Researchers have identified numerous earthen animals rising above the coastal plains of Peru, a region renowned for the Nazca lines, the ruined city of Chan Chan, and other cultural treasures. Few animal effigy mounds had been found in South America until now. Shown here, University of Missouri anthropologist Robert Benfer stands near some of the smaller mounds. The mound in the distance is a small birdlike figure.
Orcas hunted off the Peruvian coast 1,640 feet (500 meters) away until recently when industrial fishing removed their prey. This orca-shaped mound dated to approximately 5,000 years ago.
The caiman/puma monster-shaped mound is one of two figures from the 4,000-year-old pre-ceramic site of El Paraíso, in the Chilca Valley. The other, a condor, is partly visible in the upper left. The researchers found the condor's charcoal eye lined up with the Milky Way when viewed from a nearby temple, while the "monster mound" aligned with the June summer solstice when viewed from the same temple. (The arrow shows the mound's alignment with the Milky Way.)
From the ground, the condor at El Paraíso is more difficult to identify.
The El Paraíso condor lines up with this stone sculpted to resemble a condor head.
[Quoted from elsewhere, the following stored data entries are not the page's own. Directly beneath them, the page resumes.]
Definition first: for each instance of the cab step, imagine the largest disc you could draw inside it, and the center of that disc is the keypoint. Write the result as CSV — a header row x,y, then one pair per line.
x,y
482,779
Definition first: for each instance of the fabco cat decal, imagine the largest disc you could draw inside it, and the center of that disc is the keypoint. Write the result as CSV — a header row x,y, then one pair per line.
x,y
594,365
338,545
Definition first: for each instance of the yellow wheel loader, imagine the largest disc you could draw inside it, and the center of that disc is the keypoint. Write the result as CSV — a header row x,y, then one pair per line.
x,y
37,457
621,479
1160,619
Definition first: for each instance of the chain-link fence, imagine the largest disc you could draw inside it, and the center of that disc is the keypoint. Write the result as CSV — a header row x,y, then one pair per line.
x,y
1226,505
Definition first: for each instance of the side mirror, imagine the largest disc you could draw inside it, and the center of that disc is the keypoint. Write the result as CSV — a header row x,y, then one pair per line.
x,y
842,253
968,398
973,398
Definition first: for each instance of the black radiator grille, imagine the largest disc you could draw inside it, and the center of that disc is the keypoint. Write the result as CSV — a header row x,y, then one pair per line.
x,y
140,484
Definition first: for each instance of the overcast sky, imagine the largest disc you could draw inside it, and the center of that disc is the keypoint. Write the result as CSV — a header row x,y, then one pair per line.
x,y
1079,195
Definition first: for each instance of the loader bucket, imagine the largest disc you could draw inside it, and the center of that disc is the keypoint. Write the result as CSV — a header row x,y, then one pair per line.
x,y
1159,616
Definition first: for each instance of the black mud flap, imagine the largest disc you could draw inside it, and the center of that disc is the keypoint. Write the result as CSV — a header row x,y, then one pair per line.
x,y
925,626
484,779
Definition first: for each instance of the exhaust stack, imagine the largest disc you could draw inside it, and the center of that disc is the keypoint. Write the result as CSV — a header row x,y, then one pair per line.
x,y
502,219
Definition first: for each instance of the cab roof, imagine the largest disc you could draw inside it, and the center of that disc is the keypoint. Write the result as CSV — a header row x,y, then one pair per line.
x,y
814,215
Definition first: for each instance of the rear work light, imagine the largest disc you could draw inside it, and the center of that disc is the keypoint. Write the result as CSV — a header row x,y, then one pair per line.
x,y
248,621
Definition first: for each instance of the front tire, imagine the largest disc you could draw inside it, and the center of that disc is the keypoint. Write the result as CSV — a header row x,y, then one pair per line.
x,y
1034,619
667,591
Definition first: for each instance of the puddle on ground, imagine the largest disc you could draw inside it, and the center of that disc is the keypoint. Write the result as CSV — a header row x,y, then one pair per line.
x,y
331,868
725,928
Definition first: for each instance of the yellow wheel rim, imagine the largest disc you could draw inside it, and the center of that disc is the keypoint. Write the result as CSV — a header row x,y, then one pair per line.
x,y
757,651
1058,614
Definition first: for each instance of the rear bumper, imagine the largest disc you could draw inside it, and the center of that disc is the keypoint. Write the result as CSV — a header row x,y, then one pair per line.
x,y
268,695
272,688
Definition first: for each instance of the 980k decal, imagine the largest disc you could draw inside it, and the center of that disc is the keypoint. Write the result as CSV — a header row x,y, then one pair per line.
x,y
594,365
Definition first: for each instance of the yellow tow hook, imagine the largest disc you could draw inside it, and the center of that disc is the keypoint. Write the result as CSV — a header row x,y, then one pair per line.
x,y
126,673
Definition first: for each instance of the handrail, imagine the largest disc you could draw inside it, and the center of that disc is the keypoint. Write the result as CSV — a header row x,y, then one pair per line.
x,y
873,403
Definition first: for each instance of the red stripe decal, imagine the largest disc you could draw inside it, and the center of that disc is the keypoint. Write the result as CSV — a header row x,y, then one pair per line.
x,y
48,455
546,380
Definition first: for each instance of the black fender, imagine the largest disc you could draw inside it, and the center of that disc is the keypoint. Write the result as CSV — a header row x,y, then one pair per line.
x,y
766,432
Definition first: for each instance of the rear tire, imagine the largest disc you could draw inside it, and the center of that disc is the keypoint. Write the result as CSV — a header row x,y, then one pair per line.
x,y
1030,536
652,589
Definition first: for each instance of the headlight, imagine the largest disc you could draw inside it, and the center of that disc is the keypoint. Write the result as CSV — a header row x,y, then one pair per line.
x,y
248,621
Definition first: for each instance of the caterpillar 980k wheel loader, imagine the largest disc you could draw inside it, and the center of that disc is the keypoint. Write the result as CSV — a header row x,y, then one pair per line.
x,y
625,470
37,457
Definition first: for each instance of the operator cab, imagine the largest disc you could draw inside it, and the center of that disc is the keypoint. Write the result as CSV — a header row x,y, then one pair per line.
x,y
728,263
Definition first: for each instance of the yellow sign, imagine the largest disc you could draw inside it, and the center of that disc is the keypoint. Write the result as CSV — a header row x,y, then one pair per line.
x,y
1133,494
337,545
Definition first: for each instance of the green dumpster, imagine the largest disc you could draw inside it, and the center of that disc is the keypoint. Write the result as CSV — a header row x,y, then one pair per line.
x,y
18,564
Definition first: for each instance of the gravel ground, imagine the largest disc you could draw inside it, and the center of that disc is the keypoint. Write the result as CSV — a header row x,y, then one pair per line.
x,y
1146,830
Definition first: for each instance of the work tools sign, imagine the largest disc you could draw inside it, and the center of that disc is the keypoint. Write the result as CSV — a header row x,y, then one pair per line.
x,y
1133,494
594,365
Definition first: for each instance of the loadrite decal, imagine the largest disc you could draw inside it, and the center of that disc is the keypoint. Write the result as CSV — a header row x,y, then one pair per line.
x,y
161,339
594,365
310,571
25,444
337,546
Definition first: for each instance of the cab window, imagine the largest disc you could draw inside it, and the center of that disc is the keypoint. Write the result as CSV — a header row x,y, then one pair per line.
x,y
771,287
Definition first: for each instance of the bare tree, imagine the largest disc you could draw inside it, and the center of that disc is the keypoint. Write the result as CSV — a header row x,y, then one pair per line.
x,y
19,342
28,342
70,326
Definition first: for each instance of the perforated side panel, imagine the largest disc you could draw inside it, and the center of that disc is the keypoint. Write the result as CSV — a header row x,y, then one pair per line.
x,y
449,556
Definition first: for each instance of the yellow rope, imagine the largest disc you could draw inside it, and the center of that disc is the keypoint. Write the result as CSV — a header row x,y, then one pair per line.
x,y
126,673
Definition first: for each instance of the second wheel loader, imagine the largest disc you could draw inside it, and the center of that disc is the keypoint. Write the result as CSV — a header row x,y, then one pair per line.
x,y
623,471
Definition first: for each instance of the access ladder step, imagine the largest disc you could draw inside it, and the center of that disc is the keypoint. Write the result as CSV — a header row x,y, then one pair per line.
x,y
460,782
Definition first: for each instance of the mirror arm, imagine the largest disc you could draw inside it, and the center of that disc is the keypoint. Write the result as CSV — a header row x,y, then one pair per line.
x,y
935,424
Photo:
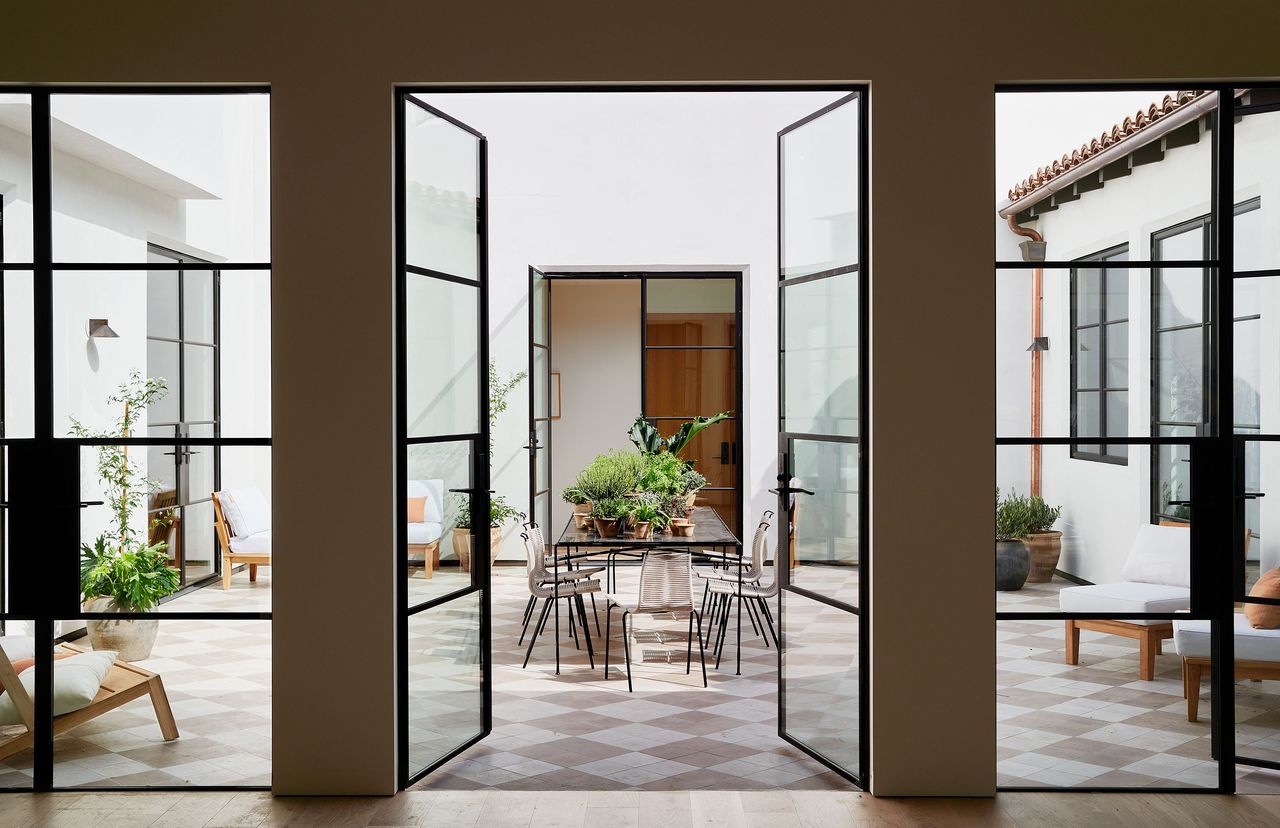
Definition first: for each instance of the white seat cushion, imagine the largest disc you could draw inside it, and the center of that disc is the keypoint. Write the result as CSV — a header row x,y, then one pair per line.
x,y
425,533
257,543
1124,598
1191,639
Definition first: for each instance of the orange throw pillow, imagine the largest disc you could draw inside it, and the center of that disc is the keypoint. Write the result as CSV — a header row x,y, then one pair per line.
x,y
1265,616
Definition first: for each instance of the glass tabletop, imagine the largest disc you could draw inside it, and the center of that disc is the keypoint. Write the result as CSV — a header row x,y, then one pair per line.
x,y
709,530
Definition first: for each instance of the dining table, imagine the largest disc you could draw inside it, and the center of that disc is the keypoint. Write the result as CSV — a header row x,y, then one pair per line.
x,y
712,539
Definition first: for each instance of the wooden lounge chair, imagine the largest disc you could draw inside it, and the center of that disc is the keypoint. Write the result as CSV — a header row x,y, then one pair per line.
x,y
122,685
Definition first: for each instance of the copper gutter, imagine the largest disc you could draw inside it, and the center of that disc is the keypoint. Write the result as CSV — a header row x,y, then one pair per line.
x,y
1037,301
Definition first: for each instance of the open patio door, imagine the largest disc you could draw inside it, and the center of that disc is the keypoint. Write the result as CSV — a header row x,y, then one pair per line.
x,y
540,399
822,458
446,698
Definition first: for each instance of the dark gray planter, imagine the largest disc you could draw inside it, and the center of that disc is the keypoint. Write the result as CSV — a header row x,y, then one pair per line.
x,y
1013,565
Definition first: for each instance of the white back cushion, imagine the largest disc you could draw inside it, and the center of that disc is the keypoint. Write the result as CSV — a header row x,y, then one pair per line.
x,y
434,493
247,511
76,681
1160,554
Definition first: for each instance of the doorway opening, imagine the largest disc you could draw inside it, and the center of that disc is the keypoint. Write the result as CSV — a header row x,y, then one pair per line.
x,y
499,691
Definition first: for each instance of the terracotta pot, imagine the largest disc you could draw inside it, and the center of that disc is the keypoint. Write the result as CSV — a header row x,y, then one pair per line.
x,y
607,527
462,543
1013,563
1046,548
132,640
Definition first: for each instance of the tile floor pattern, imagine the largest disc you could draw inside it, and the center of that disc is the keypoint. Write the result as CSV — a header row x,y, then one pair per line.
x,y
1097,723
575,731
218,677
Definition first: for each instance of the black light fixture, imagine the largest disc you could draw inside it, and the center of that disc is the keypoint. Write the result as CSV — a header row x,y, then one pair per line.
x,y
99,329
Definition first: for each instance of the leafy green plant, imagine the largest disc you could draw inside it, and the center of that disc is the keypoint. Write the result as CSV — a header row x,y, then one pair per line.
x,y
645,435
499,511
1013,517
119,565
1042,515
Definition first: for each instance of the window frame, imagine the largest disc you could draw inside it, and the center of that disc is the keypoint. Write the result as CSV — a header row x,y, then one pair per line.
x,y
1102,389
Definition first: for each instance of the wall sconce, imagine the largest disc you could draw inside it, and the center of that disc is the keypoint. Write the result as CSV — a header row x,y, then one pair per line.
x,y
99,329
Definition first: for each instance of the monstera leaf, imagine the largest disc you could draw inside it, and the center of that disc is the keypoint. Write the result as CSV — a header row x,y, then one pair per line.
x,y
677,442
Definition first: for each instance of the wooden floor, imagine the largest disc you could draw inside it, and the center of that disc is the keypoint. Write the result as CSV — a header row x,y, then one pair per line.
x,y
618,809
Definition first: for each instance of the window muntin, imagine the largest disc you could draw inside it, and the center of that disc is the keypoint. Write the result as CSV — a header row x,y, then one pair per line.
x,y
1100,356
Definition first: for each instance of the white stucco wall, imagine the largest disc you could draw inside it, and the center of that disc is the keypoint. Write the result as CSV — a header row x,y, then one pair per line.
x,y
627,181
1104,504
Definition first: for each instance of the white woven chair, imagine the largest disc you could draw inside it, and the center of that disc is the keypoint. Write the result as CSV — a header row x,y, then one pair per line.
x,y
666,586
544,585
755,597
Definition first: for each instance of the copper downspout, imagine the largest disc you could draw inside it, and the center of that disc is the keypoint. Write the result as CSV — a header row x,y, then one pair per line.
x,y
1037,296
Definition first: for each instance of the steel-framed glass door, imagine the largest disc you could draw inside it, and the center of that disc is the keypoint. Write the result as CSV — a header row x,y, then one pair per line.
x,y
442,318
540,398
822,435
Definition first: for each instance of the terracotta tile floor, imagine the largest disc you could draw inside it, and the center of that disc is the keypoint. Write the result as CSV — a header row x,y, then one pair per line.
x,y
576,731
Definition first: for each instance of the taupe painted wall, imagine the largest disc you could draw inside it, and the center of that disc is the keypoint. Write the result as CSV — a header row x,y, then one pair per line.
x,y
931,67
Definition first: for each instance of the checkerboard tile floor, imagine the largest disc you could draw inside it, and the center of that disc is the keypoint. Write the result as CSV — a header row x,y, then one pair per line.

Stone condors are common in the Andes; this is the first one found on the coast. Viewed from the entrance to a 4,000-year-old temple at the site, the sun rises over this pillar during the equinox.
This wire mesh model shows the condor figure that parallels the monster at El Paraíso. A line from the temple through the condor eye can be extended 18 miles (29 kilometers) up the valley where it intersects another condor image.
A natural formation was altered by adding a head to create a duck-shaped mound. A nearby circular mound may represent an egg. These mounds date to approximately 3,500 years ago.
The animal mounds were found in a region famous for a series of ancient geolyphs, called the Nazca Lines, which are now considered a World Heritage Site in the Nazca Desert in southern Peru. Here, Nazca Lines resembling a humming bird, as viewed from a plane.
An aerial view of the geoglyph called "the astronaut," part of the Nazca Lines in Peru.